Trump, I repeat, was not elected by a majority of America’s voters. He obviously was not elected by our best voters. The question is how long we’ll continue to support a system that allows a minority of our worst citizens to elect a demagogue appealing to their basest instincts. That’s exactly how Germany fell under the sway of a Hitler; the Nazi Party was never supported by much more than a third of the German population. For all of Anonymous’s concerns about democracy in its most direct forms, it is not the majority of Americans we have to worry about.


2 Comments Add Yours ↓

  1. Mark Adams #
    1

    Anonymous is apparently looking for a political unicorn. (Mike Pence?) There was a President named Ronald Reagan who did not achieve American political Saint Hood until his reelection. And much of what Anonymous is saying about Trump was said about Reagan, particularly at around this point in his first term.

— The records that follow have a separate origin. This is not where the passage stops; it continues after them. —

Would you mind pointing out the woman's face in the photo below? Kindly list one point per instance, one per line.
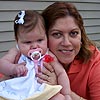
(65, 39)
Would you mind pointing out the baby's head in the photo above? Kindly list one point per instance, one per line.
(29, 31)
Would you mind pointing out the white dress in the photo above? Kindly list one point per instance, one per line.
(22, 87)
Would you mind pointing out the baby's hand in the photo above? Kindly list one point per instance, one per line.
(20, 69)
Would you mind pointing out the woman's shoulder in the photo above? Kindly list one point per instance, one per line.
(95, 52)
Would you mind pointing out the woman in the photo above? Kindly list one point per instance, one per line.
(77, 54)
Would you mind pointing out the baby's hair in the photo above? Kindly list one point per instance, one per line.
(25, 21)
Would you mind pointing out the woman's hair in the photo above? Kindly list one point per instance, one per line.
(25, 21)
(60, 10)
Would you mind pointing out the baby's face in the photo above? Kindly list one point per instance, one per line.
(32, 40)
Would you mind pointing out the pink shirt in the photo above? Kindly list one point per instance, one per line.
(85, 78)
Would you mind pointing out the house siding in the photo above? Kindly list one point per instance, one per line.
(89, 9)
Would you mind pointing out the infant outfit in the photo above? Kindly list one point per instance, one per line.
(27, 87)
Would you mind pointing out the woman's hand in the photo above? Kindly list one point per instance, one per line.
(47, 75)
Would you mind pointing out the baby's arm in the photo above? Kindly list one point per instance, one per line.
(8, 66)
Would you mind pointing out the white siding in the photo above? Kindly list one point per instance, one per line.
(89, 9)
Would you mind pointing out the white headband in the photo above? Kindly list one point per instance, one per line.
(21, 18)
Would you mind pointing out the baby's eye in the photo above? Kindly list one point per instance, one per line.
(57, 34)
(40, 40)
(73, 34)
(27, 42)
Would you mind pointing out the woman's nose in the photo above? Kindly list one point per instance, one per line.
(66, 41)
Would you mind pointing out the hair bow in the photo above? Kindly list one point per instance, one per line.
(21, 17)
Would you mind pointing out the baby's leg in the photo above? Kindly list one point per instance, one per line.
(58, 97)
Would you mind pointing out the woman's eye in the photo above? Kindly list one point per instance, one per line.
(28, 42)
(73, 34)
(56, 35)
(39, 40)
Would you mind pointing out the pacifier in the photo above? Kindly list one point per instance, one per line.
(35, 54)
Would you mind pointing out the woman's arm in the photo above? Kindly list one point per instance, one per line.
(56, 72)
(9, 66)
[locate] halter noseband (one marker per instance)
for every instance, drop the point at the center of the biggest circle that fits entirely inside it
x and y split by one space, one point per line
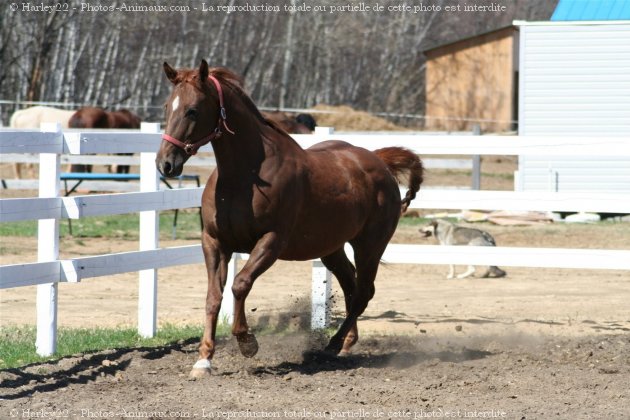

    Increasing the number of Representatives in the house would go a long way to correcting the perceived power of small, and conservative states. It would also follow the constitution, and was of importance to the founders thinking that the house should grow as population grows.

    Other than just being unconstitutional at each states constitution the NPR could give Trump 100% of the electoral college votes if it were implemented for the 2020 election, since it is generally Democratic states have adopted it, and Trump is likely to win an out right majority of the popular vote in 2020.

    As far as war and peace I think many Americans recognized that Hilliary Clinton was more likely to take America to war than Trump.

    Since no President has ever been impeached and removed from office we really do not know whether misconduct arises to an impeachable offense or what crimes are. Andrew Johnson clearly broke a Federal aw, as did Clinton yet both were not removed from office. Perhaps the President is above the law. Though judges clearly run the risk of removal by the Senate if impeached by the House.

    The Bolsheviks as well as Hitler show us how a demogauge comes to power, through a political crises in whole or in part created by those in power, Nancy Pelosi seizing the Presidency would more than qualify.

  2. Roger Rabbit #
    2

    Your insinuation that the intent behind the impeachment proceedings against Trump is “Pelosi seizing the Presidency” is absurd on its face, because if Trump is removed from office Vice President Pence, not Speaker Pelosi, will become president. I’m surprised you don’t know this. If you watched the hearings, you would know why impeachment proceedings have been instituted against Trump. Not for partisan reasons, or to overturn the 2016 election, but because Trump solicited a foreign government’s assistance in smearing a political opponent to gain an advantage in the 2020 election. That kind of presidential misconduct strikes at the very heart of our democracy, which depends on free and fair elections, and is one of the specific scenarios the Founding Fathers had in mind when they wrote impeachment into the Constitution.